Dopo alcune ore di occupazione il console onorario ha accettato la richiesta dei manifestanti di inviare dagli uffici del Consolato un fax al governo danese per dare notizia della protesta e chiedere l’immediata scarcerazione delle 700 persone arrestate durante e dopo le proteste a Copenhagen. [ foto ] | [ video ]

A Milano [ ita ] [ eng ] oggi occupazione del Consolato danese in solidarietà agli attivisti arrestati a Copenhagen.
"Ungdomshuset vive in ogni città" è lo slogan scritto sugli striscioni che chiudono l’ingresso del consolato e le scritte tracciate sullo stabile.

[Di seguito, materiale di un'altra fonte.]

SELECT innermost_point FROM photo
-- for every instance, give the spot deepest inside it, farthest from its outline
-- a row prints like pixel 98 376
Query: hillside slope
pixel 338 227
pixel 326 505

Con il furgone del sound system e reti da cantiere è stata chiusa la strada isolando il consolato.
Sulle reti dei cartelli di lavoro in corso con scritte "Lavori in corso per devastazione di diritti". Attacate sui muri e distribuite ai passanti delle brochure firmate dal consolato danese con slogan turistici e le foto della demolizione del centro sociale.
La macchina del console generale è stata dipinta di rosa. Proprio come accaduto in questi giorni alla sirenetta di Andersen, simbolo di Copenhagen, anche la macchina del console indignata e sdegnata ha cambiato colore dalla rabbia per lo sgombero, la devastazione e gli arresti di massa di questi giorni.